Western governments refuses to admit the old-age pensions are unaffordable. By Daniel Hannan, in Britain.
In 1908, the new chancellor of the Exchequer, David Lloyd George, announced plans to “provide an honourable sustenance to deserving old age”. The government would pay a state pension of five shillings a week to every citizen over the age of 70, excluding only drunks, criminals, lunatics and people earning more than £26 a year. …
When Lloyd George introduced his budget, life expectancy was 49 for men and 53 for women. Now, those numbers are 79 and 83 respectively, yet the state pension age has fallen to 66 for both sexes …
Bismarck was the first to introduce old-age pensions, in 1889. He chose 70 as the retirement age, subsequently reduced to 65 in 1916. In 1889, the life expectancy in Bavaria was 37.7 years for newborn males and 41.4 years for newborn females.
No one would design such a system today. If we had stuck to the actuarial formula of Lloyd George’s time, our retirement age could now be around 100. As late as 1945, the average man claimed his state pension for less than two years (the average woman slightly longer).
It is not just the span of our days that has lengthened. We are more active in old age, partly because of advances in medicine, and partly because we do less brutalising jobs. …
My maternal grandfather, who worked on the shipyards on the Clyde, never made it into his late 60s. Not untypically for a working man of his generation, he smoked heavily, and did a job that wore him out. My job, by contrast, involves sitting in front of computer screens. …
The arithmetic is dismal:
On current projections, our main state agencies — in healthcare, education, policing, local government — may cease to be service providers and become pension providers. Their budgets will be swallowed up by obligations to long-retired workers. …
Solutions?
One option is to give the state pension age a hefty initial lift, and then let it rise in line with longevity.
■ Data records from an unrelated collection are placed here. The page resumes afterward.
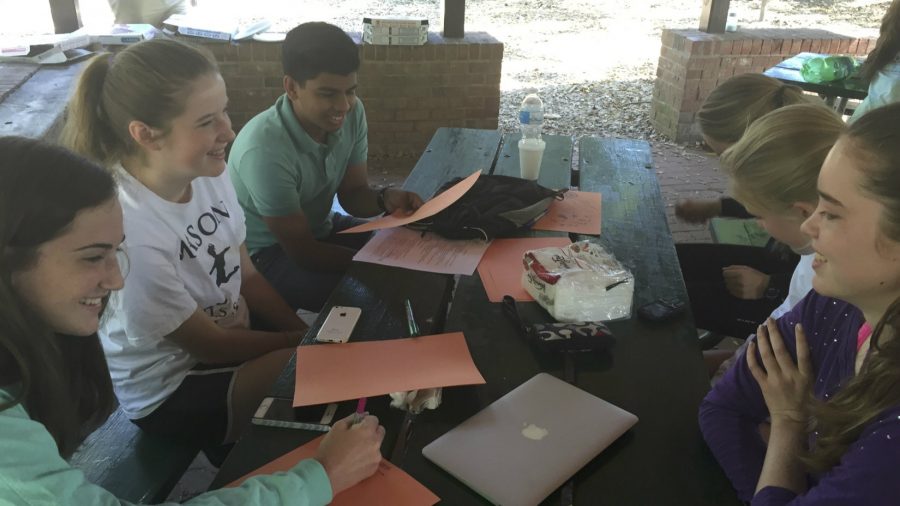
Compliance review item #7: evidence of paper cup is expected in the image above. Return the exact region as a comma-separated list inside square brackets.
[519, 139, 547, 181]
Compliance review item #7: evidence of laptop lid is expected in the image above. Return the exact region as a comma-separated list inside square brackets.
[422, 373, 638, 506]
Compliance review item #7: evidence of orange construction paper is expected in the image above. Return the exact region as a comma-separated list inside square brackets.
[294, 332, 484, 406]
[225, 436, 441, 506]
[338, 170, 481, 234]
[531, 190, 600, 235]
[478, 237, 572, 302]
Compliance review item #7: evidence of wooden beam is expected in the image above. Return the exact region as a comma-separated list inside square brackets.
[50, 0, 81, 33]
[442, 0, 466, 39]
[700, 0, 731, 33]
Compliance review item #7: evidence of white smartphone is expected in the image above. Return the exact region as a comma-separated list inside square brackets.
[250, 397, 338, 432]
[316, 306, 362, 343]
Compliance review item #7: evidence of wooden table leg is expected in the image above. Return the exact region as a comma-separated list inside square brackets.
[50, 0, 81, 33]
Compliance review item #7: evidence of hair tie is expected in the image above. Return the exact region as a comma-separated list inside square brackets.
[773, 84, 787, 109]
Sweden has a committee of actuaries who push the retirement age up automatically through a formula linked to life expectancy. It was recently reported there that, exceptionally, the age may fall fractionally, reflecting the small dent that accompanied Covid.
But few people want to depend on the state in retirement. A wiser approach is to encourage private provision, giving people control over their pension pots. … When Peter Lilley was secretary of state for social security, he devised a scheme that would allow people to opt out of the state pension.
Knowing that anything he proposed was liable to be caricatured, he bent over backwards to emphasise that people could stay in the existing system if they preferred. It made no difference. Labour claimed that the Tories were planning to “abolish your state pension”, and duly won a landslide.
Raising the retirement age is just as unpopular. …
It is a global problem. Emmanuel Macron has been trying to reform France’s impossibly generous arrangements, but has no support in the national assembly, and faces mass protests backed by three quarters of the public.
The closest Vladimir Putin came to defeat was in 2018 when, hoping to use the distraction of Russia’s five-nil victory over Saudi Arabia in the World Cup, he sneaked out an announcement that the retirement age would rise to 63 for women and 65 for men. Putinite candidates were trounced in election after election until the strongman was forced to back down.
If a dictator who had, up until that moment, enjoyed 80 per cent approval ratings could not make the change, what hope have our politicians?
So debt rises and our paper money system gets ever more corrupted by governments needing more money. It is not sustainable, something has to give.